Kok Manufaktur RI Cuma Tumbuh 6,91% di Kuartal II-2021?
Jakarta, CNBC Indonesia - Menteri Perindustrian Agus Gumiwang Kartasasmita memberikan penjelasan perihal pertumbuhan sektor manufaktur sebesar 6,91% di kuartal II-2021. Pertumbuhan itu lebih rendah dibandingkan realisasi pertumbuhan ekonomi 7,07%.
"Kenapa hanya naik 6,91% saya kira kita tidak bisa hanya melihat kenaikan 6,91% dari sektor indus manufaktur karena juga kita bisa melihat bahwa pertumbuhan indus manufaktur ini juga mendorong sektor-sektor yang lain," ujar Agus dalam keterangan pers virtual, Kamis (5/8/2021).
Ia pun bilang kalau di dalam laporan Badan Pusat Statistik (BPS) sudah jelas dinyatakan kontribusi manufaktur terhadap PDB hampir mendekati 20%.

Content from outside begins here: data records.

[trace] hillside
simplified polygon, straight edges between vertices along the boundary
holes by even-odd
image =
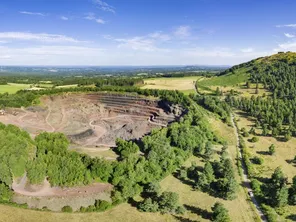
[[[279,52],[271,56],[253,59],[221,72],[218,77],[204,79],[199,85],[203,87],[236,86],[244,84],[248,80],[252,80],[254,83],[261,82],[258,79],[258,74],[265,71],[275,71],[283,66],[296,66],[295,52]]]

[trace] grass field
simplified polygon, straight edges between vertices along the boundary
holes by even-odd
[[[105,148],[84,148],[79,146],[72,146],[70,149],[78,153],[87,154],[90,157],[102,157],[110,160],[115,160],[118,157],[118,155],[112,149],[107,150]]]
[[[73,85],[64,85],[64,86],[56,86],[57,89],[59,88],[72,88],[72,87],[77,87],[77,84],[73,84]]]
[[[254,126],[254,121],[251,118],[246,118],[241,112],[236,113],[236,117],[239,119],[238,127],[241,129],[245,127],[247,130],[250,130]],[[257,133],[261,133],[260,130],[256,130]],[[284,174],[288,176],[289,182],[292,182],[292,178],[296,175],[296,165],[290,161],[296,155],[296,138],[292,138],[288,142],[280,142],[273,137],[258,136],[259,142],[250,143],[248,138],[245,138],[247,145],[247,150],[252,157],[258,156],[264,159],[262,165],[253,164],[255,175],[259,178],[270,178],[275,168],[281,167]],[[267,153],[268,147],[274,144],[275,145],[275,155],[271,156]],[[282,218],[293,214],[296,212],[296,206],[286,206],[283,208],[284,214]]]
[[[220,120],[210,117],[210,123],[212,129],[217,135],[223,137],[228,141],[230,157],[235,160],[236,147],[235,137],[233,136],[233,128],[222,123]],[[221,146],[216,147],[220,149]],[[110,154],[108,154],[110,155]],[[215,156],[218,159],[218,155]],[[204,162],[200,158],[191,157],[186,161],[185,165],[189,166],[194,161],[198,165],[203,166]],[[237,172],[237,171],[236,171]],[[239,175],[236,175],[240,180]],[[119,206],[103,213],[86,213],[86,214],[66,214],[66,213],[52,213],[41,212],[27,209],[20,209],[11,206],[0,205],[0,221],[40,221],[40,222],[57,222],[57,221],[73,221],[73,222],[113,222],[113,221],[128,221],[128,222],[162,222],[162,221],[210,221],[206,218],[206,214],[211,212],[211,207],[216,201],[223,202],[226,208],[229,210],[232,221],[249,222],[255,221],[255,212],[250,206],[247,200],[247,196],[242,187],[239,189],[238,198],[234,201],[224,201],[215,197],[212,197],[206,193],[195,191],[191,186],[182,183],[174,176],[168,176],[161,182],[163,191],[177,192],[180,197],[180,202],[187,206],[188,210],[184,215],[169,215],[160,213],[142,213],[135,207],[129,204],[120,204]]]
[[[22,89],[30,88],[30,84],[8,83],[7,85],[0,85],[0,93],[13,94]]]
[[[198,81],[200,76],[188,76],[180,78],[151,78],[144,80],[142,89],[167,89],[180,90],[185,94],[194,93],[194,82]]]
[[[223,76],[215,76],[211,78],[203,78],[198,82],[201,87],[210,86],[237,86],[245,83],[248,80],[248,75],[246,74],[246,69],[241,69],[241,71],[235,74],[227,74]]]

"Nah inilah yang terus menerus akan dijaga oleh kami pemerintah agar industri manufaktur itu bisa terus tumbuh, paling tidak kalau ada tekanan-tekanan berkaitan dengan hadirnya varian delta ini tekanannya tidak terlalu berat," kata Agus.
Politikus Partai Golkar itu mengungkapkan, dalam mendukung industri manufaktur ke depan, pemerintah akan fokus pada kebijakan fiskal dan non-fiskal. PPnBM DTP sektor otomotif dan PPn DTP sektor properti merupakan contoh kebijakan pemerintah untuk mendorong industri manufaktur.
"Karena dari kedua sektor itu industri pendukung di belakangnya banyak sekali. Dan salah satu contoh pemerintah mendukung manufaktur dengan adanya perpanjangan PPnBM DTP otomotif dan PPn DTP properti," ujar Agus.
"Ini paretonya cukup lumayan dari dua industri tersebut. Bisa disampaikan bahwa satu satu dari banyak alasan kenapa PMI kita turun ke 40,1 ini adalah sektor otomotif yang tidak bisa mendapatkan bahan baku. Jadi ada dampaknya ke sektor otomotif, dan sektor otmotif ini kan dia tidak menaruh stok terlalu banyak, dia membeli stok terhadap apa yang akan diproduksi," lanjutnya.
Aturan terkait Tingkat Komponen Dalam Negeri (TKDN) juga menjadi instrumen mendukung manufaktur dalam negeri. Agus bilang ada 9.000 produk baru yang akan disertifikasi dan akan ditanggung biaya sertifikasinya oleh pemerintah.
"Dengan demikian industri dalam negeri bisa terserap melalui e-katalog karena wajib kalau sudah ada 40% TKDN dibeli kementerian/lembaga dan BUMN," kata Agus. Instrumen lain adalah Standar Nasional Indonesia (SNI). Menurut dia, SNI ini bagian dari upaya menyukseskan program substitusi impor 35% di 2022.
"SNI ini betul-betul kita kelola agar bisa mendukung produk-produk yang dihasilkan industri dalam negeri," ujar Agus.